For the AHPSI program, we are considering the value of a Patient and Family Advisory Committee, which has proved beneficial in the United States. In concept, the committee represents patients from various backgrounds and with different medical needs. However, a potential pitfall this idea presents is that members of the committee may gradually become part of the health system and offer only a limited range of perspectives. As a result, we may only hear the voices of the privileged few. In the AHPSI, we may need to provide such an advisory committee with the tools and steps to solicit input from their constituents on a regular basis.
Is it possible to increase patient engagement to reduce medical harm in settings where providers have excessive workloads?

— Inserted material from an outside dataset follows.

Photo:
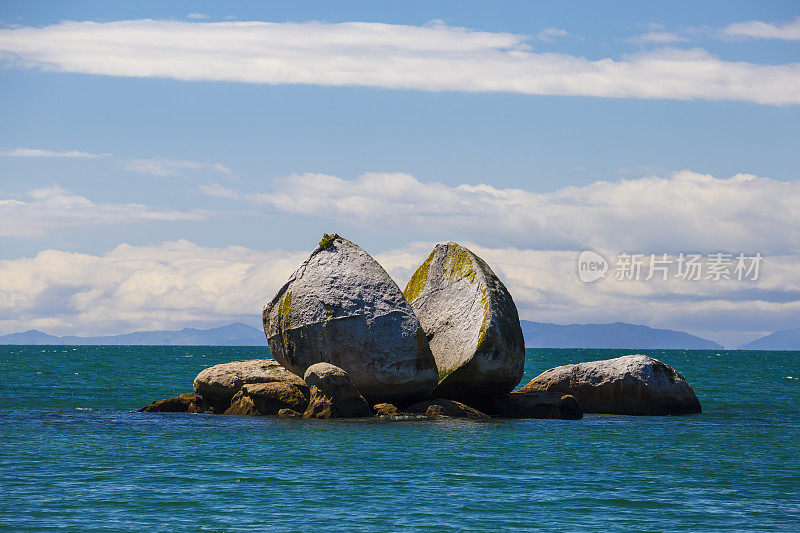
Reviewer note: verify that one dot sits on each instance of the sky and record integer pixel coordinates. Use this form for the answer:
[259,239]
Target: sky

Addressing excessive workloads and burnout among staff is a good place to start to increasing patient safety. Burnout can compound communication errors between clinicians and patients. In developing countries, patient-provider ratios are exceptionally high. However, leaders must also create an environment in which staff feel a sense of autonomy and agency. When providers feel that their leaders are listening to concerns about their working conditions, they will have more capacity to treat patients with respect and dignity even if their conditions do not improve dramatically.
Any final thoughts to share with providers working to reduce medical harm?
Medical harm is not only the clinical error of providers but also its impact on patients. Harm is what the patient experiences, and the best way to understand it or to measure it is to simply ask patients about their experience. We must hold ourselves accountable to our patients’ perception of their safety and harm. Patients in developing countries often feel psychologically unsafe to voice their perspectives. Clinicians must provide a safe environment where patients can honestly discuss practices they view as harmful. Patients are the true measure of whether we are making a positive impact on the quality of care.
Editor’s note: This interview has been edited for length and clarity.